Supongo que a todo el mundo le ocurre que, en cierto punto de su vida, mira a los que vienen detrás y reconoce el salto generacional, con todas sus implicaciones, aun contemplándose todavía en un grupo de edad no provecta. 

Los que, desde el ámbito de la educación, tenemos la oportunidad de recibir información pura, sin aditivos, filtros ni intermediarios, vemos cómo hay cosas que para nosotros fueron relevantes y para los más pequeños ya no existen ni en su imaginario. 

Y es cierto que podemos aferrarnos al recuerdo y cultivar la nostalgia para conservar parte de los elementos que conformaban nuestro pasado más o menos reciente, pero está claro que, cuando las nuevas generaciones no adoptan esa herencia, la realidad que un día fue está condenada a la extinción. 

Por ello, los museos etnográficos del futuro quizá no muestren tanto los aperos de labranza, las máquinas de hilar, los útiles de cocina, el mobiliario de hogar o las herramientas y artilugios de los que se valían nuestros antepasados, una serie de elementos, todos ellos, que pulsan nuestra memoria sentimental porque nos recuerdan a las personas que amamos. 

Los museos etnográficos del mañana probablemente dejarán un espacio para todo eso, pero, con toda seguridad, exhibirán, con mayor lujo de detalles, otro tipo de elementos con lo que hemos convivido, que han formado parte de nuestras propias vidas y que, cuando aún estaban en uso, jamás hubiéramos pensado que acabarían por convertirse en reliquias como las de nuestros abuelos, bisabuelos y tatarabuelos. 

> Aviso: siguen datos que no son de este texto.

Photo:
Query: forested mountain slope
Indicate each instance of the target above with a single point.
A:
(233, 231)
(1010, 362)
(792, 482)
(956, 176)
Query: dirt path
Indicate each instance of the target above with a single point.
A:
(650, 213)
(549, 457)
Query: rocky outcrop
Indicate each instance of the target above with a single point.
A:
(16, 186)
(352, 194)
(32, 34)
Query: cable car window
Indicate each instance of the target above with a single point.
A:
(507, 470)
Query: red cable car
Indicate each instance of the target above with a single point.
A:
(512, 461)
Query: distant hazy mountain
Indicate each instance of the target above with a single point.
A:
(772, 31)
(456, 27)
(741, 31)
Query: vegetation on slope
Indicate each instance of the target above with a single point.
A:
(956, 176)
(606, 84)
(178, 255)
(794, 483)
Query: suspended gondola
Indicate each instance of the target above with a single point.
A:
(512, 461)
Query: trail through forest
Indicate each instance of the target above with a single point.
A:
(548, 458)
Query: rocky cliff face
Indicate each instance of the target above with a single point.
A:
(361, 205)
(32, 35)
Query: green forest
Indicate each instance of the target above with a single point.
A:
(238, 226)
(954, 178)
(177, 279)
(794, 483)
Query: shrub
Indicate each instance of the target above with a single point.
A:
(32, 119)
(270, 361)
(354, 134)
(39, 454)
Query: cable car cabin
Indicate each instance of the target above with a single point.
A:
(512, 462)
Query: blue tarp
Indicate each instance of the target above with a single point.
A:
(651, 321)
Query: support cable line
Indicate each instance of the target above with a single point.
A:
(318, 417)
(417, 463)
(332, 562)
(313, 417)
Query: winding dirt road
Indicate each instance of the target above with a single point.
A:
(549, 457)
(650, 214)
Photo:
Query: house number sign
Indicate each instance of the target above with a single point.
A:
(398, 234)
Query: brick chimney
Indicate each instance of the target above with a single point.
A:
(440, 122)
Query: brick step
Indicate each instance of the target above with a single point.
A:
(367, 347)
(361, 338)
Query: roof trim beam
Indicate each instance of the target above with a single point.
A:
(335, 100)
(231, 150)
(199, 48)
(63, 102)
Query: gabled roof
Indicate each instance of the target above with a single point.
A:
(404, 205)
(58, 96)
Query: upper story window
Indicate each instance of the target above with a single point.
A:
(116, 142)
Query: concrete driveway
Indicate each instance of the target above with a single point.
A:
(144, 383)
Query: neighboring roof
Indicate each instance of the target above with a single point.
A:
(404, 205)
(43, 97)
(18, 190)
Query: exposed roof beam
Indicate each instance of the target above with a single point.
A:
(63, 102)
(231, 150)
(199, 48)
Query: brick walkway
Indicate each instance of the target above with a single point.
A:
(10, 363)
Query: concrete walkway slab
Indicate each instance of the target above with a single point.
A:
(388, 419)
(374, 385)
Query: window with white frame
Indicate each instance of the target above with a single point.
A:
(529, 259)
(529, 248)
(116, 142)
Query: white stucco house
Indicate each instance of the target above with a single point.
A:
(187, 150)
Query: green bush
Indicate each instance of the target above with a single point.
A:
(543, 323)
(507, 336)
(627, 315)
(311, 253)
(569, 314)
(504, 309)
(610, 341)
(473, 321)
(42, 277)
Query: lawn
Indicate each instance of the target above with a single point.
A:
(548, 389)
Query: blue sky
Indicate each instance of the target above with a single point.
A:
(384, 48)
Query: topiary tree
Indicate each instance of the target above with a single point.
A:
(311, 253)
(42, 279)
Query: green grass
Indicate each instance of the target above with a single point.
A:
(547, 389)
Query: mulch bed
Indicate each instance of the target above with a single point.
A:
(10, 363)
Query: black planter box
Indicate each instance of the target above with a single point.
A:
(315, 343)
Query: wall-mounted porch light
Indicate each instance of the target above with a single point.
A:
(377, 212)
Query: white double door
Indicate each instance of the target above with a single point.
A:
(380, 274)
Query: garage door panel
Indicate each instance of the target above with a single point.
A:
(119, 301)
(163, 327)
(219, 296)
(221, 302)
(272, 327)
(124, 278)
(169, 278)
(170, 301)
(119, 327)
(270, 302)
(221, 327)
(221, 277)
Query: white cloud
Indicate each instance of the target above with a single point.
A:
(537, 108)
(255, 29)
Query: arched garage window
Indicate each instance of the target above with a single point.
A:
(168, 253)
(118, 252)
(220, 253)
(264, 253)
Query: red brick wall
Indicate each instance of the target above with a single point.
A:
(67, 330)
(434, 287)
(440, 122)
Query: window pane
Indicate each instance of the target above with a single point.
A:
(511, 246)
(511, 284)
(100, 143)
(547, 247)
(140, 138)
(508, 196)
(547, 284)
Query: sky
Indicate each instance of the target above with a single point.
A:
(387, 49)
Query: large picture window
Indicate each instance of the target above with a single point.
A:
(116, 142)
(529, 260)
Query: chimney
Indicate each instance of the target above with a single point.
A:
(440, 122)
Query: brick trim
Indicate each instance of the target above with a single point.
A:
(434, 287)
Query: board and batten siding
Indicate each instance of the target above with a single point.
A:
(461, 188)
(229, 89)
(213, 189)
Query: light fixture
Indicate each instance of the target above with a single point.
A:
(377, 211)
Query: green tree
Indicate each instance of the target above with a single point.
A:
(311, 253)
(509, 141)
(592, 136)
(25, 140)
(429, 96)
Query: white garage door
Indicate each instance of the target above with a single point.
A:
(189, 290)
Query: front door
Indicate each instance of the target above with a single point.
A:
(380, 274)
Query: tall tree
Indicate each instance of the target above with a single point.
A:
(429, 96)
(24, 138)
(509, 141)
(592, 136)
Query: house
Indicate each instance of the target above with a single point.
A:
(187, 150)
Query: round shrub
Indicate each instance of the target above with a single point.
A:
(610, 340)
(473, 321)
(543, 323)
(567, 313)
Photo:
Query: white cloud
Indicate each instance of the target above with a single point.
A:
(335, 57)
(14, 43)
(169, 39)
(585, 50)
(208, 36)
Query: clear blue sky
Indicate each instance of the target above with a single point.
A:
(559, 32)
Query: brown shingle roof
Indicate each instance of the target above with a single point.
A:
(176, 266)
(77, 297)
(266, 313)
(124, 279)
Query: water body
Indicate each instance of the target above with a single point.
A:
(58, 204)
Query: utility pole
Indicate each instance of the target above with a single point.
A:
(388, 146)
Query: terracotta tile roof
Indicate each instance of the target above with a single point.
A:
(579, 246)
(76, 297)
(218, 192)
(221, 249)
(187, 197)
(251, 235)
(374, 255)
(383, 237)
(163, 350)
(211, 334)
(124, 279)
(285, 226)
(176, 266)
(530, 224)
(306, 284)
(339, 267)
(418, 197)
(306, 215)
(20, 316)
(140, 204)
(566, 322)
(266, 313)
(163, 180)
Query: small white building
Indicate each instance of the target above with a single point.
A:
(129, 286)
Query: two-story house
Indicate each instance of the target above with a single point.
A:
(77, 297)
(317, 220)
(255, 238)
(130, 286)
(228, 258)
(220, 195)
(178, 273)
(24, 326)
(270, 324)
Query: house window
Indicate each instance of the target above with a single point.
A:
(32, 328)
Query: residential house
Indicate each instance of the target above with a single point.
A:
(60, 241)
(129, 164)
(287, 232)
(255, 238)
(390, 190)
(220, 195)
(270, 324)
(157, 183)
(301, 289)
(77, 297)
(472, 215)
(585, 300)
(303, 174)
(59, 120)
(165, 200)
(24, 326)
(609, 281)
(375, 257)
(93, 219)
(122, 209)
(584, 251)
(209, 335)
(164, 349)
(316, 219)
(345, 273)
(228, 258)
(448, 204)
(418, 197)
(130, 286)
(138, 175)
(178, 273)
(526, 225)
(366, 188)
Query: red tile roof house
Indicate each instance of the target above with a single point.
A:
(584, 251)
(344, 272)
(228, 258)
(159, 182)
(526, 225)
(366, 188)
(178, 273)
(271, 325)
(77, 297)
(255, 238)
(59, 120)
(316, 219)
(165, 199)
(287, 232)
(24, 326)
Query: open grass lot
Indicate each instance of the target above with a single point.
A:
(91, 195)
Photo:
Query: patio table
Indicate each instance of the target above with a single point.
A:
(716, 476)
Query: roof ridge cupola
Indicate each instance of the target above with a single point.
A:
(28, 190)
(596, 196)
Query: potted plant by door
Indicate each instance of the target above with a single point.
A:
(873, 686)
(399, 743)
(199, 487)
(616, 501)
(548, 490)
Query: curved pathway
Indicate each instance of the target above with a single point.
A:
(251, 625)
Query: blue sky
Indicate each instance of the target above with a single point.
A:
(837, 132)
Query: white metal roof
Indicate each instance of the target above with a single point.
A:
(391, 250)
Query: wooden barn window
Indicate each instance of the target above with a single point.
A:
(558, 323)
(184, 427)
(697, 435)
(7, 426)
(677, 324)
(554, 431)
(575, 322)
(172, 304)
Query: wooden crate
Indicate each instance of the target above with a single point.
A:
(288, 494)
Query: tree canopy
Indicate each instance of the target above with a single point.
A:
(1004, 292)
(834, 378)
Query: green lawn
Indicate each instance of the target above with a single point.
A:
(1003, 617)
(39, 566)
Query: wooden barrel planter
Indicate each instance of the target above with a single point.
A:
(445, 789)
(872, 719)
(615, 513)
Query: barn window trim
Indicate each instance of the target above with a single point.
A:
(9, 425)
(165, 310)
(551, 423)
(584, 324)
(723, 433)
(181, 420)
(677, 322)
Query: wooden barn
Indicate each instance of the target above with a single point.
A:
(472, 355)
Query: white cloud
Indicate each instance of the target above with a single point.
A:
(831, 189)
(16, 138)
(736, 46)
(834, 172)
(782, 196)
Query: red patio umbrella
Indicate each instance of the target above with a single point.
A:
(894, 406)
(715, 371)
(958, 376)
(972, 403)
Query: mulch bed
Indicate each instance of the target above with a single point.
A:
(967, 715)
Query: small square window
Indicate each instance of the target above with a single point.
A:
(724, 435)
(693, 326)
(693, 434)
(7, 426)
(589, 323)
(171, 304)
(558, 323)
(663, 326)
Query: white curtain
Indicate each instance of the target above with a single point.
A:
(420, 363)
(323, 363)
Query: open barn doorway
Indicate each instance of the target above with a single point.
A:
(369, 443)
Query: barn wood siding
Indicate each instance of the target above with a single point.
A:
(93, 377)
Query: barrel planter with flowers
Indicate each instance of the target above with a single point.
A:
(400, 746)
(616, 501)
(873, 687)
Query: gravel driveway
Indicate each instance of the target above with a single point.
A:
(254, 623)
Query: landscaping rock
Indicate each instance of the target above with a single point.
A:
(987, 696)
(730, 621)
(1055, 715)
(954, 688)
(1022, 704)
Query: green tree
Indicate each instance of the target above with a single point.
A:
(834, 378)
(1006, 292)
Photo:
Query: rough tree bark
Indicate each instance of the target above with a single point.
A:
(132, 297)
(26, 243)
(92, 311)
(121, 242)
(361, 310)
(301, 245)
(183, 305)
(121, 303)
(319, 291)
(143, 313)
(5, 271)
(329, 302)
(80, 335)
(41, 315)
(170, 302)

La velocidad con que está cambiando todo a lo largo de las últimas décadas es tan vertiginosa que la tecnología punta que nos dejaba boquiabiertos en los ochenta y noventa se ha convertido hoy ya en una antigualla. No nos percatamos de ello porque no nos detenemos a pensarlo demasiado, y porque todos estamos inmersos en una vorágine que nos obliga a adaptarnos. Pero si dedicamos un instante a reflexionar acerca de ello, y echamos la vista atrás para rememorar lo que configuraba la realidad en nuestra infancia y adolescencia, no podremos por menos que sentir una cierta sensación de vértigo. 

No hay que temer al futuro ni al cambio, sino tratar de conquistarlos. Pero, en ocasiones, apetecería más regresar a ese pasado feliz e idealizado en que las interferencias y distorsiones de hoy no nublaban nuestros sentidos.